Find 1/(a - 1) + 1/(b - 1) where a and b are the roots of the quadratic equation 2x^2-7x+2 = x^2-11x+1.
+2668 Simplify the equation to \(x^2 + 4x + 1 = 0\)
Note that\({1 \over (a - 1)} + {1 \over(b - 1)} = {(b-1) \over (a - 1)(b-1)} + {(a-1) \over(a-1)(b - 1)} = {{a + b - 2} \over ab−a−b+1} = {{(a + b )- 2} \over ab−(a+b)+1 }\)
Now, recall that \(a + b = -{b \over a} = -4\) and \(ab = {c \over a} = 1\).

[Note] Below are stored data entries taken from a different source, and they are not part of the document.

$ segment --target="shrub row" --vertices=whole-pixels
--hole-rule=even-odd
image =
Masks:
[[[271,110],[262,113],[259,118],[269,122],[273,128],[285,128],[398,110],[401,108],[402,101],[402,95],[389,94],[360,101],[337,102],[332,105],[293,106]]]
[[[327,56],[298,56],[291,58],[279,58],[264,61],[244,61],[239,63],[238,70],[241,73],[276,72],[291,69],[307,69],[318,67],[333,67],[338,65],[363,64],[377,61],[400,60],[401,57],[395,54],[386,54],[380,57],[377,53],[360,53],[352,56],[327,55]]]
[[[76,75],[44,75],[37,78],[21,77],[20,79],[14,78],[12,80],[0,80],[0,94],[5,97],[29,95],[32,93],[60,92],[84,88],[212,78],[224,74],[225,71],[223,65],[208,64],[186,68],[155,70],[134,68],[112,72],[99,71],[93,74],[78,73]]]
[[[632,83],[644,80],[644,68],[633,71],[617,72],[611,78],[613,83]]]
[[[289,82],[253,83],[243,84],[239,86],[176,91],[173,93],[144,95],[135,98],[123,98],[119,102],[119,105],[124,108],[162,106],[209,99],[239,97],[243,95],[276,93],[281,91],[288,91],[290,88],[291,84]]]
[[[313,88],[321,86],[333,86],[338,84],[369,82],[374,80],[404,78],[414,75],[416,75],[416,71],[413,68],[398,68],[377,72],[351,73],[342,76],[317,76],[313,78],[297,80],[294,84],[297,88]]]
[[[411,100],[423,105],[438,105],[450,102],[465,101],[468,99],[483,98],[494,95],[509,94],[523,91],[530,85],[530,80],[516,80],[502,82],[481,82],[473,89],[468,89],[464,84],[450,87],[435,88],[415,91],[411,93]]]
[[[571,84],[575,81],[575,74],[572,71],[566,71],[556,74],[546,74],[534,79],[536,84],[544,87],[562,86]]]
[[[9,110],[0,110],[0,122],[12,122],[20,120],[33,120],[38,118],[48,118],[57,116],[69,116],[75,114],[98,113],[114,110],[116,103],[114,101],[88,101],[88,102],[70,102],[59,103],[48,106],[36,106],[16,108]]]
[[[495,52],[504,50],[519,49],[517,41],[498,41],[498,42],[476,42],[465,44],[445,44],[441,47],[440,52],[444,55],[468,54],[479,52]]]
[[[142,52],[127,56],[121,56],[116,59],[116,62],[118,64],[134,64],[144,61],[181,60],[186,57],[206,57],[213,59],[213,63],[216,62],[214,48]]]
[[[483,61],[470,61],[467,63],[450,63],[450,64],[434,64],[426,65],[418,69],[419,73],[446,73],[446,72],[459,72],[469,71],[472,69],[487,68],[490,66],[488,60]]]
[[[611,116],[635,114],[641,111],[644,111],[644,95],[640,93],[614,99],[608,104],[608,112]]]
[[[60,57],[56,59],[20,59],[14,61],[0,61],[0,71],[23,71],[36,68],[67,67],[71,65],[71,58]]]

Substituting this in gives us \({{-4 - 2} \over 1 + 4 + 1 } = {-6 \over 6} = \color{brown}\boxed{-1}\)
+289 Here is a different solution:
Root transformation!
2x^2 - 7x + 2 = x^2 - 11x + 1
x^2 + 4x - 1 = 0
If a, b are the solutions. Then a-1, b-1 are the solutions to the equation below:
(x+1)^2 + 4(x+1) - 1 = 0
x^2 + 6x + 4 = 0
The reciprocal of the roots of this equation would be reversed:
4x^2 + 6x + 1 = 0.
The sum of the roots is -6 by vietas.